Several have answered the direct question, however - the object of the experiment as described was to harvest coral at that depth to grow in shallows, so as to support a theory that dead shallow reefs can be repopulated by corals below. They were after the same kind, not a different kind.
Personally, I think the Ice Age connection leaks. Yes, the world's oceans have fallen and risen during intense Glacial periods, as evidenced by the stalactites at 150 ft in Belize's Blue Hole, and yes coral reefs exposed then died to be repopulated later. However the fall in ocean depths then was slow enough that coral populations on shallow reefs simply populated deeper on the submerged rocks as the water level dropped over the years. When the water finally rose slowly, the reverse migration of the population occurred.
I did not understand his theory either. I spent a summer as a geologist back ago in the Bahamas studying modern coral reefs as historical analogs. The Bahamas Banks have been exposed numerous times. The Flower Gardens Banks are another with an unusual history or perhaps not so unusual.

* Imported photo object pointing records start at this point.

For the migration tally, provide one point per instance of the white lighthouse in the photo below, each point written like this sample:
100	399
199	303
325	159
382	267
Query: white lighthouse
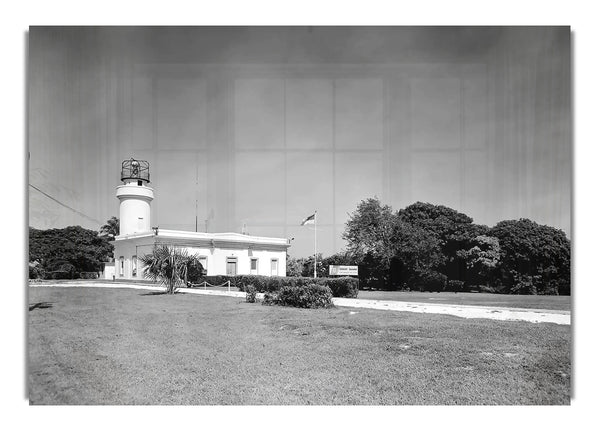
135	197
227	253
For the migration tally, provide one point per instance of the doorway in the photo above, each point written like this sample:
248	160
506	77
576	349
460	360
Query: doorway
231	268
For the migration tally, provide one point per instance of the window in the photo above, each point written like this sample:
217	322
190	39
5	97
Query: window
134	266
254	266
204	262
231	266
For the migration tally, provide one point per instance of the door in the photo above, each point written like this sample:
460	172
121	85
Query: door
231	266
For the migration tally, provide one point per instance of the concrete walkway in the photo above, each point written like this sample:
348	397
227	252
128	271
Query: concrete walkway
559	317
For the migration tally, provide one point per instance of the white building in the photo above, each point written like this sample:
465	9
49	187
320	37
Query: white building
220	253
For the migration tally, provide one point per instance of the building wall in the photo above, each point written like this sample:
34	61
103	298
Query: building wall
217	259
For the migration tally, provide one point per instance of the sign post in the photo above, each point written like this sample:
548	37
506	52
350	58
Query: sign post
343	269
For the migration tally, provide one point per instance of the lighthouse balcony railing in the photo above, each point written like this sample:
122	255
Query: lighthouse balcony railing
135	170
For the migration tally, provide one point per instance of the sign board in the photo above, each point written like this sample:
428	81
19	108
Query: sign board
343	269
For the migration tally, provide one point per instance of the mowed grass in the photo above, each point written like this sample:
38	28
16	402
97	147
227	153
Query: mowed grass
92	345
546	302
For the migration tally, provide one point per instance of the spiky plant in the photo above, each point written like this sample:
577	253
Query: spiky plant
168	265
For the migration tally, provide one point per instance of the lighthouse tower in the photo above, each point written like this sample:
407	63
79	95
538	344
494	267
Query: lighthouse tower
134	196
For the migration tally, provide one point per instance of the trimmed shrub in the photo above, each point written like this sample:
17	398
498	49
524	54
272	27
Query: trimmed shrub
250	293
269	298
431	281
309	296
456	286
36	272
342	287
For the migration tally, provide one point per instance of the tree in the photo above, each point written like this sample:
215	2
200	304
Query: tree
534	258
72	249
168	265
390	250
111	228
482	259
455	232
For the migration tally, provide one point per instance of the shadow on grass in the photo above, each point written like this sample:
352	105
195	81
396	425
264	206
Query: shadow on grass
160	293
40	305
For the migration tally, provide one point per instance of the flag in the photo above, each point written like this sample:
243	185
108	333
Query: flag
308	220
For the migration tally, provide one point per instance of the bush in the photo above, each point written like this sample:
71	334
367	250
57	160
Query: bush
269	298
309	296
456	286
251	294
342	287
431	281
36	272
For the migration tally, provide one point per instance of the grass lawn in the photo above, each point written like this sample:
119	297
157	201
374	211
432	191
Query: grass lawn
546	302
92	345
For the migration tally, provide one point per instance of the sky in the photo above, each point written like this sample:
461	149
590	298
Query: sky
261	126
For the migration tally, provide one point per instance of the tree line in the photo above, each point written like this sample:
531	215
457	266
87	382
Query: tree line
435	248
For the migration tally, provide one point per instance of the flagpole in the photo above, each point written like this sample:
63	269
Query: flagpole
315	272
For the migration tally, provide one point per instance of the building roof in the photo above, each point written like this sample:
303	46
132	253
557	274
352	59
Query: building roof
204	239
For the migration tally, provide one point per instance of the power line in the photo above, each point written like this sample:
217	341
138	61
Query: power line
65	205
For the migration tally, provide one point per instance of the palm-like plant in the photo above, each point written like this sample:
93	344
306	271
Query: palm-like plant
168	265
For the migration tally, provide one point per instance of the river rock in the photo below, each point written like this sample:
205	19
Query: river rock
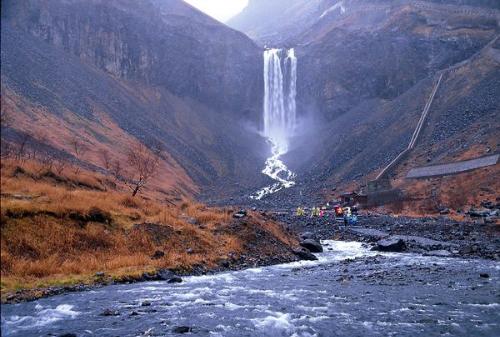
307	235
304	254
165	274
390	245
158	255
182	329
175	279
440	253
312	245
110	312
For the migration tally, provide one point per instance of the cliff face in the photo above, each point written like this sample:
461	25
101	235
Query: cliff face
365	71
163	43
279	22
120	71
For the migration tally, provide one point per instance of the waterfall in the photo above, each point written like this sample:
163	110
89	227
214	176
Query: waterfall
279	115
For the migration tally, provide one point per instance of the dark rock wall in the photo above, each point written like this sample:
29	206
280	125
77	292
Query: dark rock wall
162	43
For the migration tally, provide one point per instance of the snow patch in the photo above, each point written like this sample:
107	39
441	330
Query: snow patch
334	8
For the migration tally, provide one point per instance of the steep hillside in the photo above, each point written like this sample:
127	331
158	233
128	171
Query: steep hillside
279	22
365	72
149	71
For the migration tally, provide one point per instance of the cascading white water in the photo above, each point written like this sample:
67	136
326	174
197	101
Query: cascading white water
279	115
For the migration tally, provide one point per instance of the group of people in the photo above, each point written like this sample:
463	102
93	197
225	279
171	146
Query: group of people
349	214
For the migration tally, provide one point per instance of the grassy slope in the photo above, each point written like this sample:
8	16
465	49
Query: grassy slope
62	229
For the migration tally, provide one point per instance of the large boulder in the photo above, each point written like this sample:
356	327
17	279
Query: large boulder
390	245
304	254
312	245
307	235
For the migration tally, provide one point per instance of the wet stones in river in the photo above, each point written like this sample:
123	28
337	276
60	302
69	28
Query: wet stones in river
158	255
240	214
440	253
110	312
304	254
307	235
312	245
175	279
390	245
182	329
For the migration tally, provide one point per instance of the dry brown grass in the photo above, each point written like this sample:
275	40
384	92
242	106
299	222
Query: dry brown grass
61	229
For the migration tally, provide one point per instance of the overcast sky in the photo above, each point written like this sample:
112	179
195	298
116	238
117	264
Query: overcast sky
222	10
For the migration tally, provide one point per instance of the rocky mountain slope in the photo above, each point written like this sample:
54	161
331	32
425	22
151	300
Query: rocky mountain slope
365	72
148	71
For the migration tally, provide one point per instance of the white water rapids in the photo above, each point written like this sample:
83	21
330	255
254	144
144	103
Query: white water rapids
279	115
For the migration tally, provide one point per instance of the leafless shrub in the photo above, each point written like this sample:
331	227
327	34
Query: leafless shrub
144	163
105	158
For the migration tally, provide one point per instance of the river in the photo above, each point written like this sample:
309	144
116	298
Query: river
349	291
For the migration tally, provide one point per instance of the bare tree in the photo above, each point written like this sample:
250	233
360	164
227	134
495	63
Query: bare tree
59	165
79	150
47	160
22	146
116	169
105	159
144	163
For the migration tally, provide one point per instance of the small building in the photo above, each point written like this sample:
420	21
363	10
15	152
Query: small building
353	198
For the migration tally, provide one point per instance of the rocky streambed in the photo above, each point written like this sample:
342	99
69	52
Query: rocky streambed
431	236
350	290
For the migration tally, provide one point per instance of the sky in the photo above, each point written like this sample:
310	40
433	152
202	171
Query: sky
221	10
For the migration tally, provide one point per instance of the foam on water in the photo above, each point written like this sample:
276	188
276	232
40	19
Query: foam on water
42	316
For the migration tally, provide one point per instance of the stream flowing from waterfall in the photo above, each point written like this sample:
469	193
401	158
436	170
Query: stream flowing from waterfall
279	115
349	291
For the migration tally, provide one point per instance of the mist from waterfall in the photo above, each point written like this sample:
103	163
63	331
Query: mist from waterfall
279	115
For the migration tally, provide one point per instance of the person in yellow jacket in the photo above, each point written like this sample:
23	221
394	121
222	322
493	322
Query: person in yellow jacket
300	211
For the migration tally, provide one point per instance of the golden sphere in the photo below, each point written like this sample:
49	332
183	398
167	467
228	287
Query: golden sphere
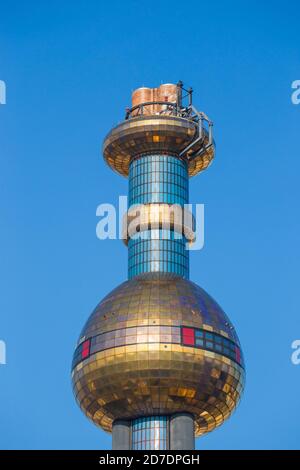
158	344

As a geologist and a one time working geologist, when we use "slow" or "fast" in a geological sense it is not the same usage as that of a lay person's meaning. Yep, the climate is changing, has been doing so for just over 4.5 Billion years with a B.
I would love to dive the Great Permian Reef:
http://www.eos.ubc.ca/resources/slidesets/guad/slidefiles/guadc0.html
When I get my time machine finished, that would be a dive to top them all. I spent a lot of time on the Permian outcrops, it was a wonder.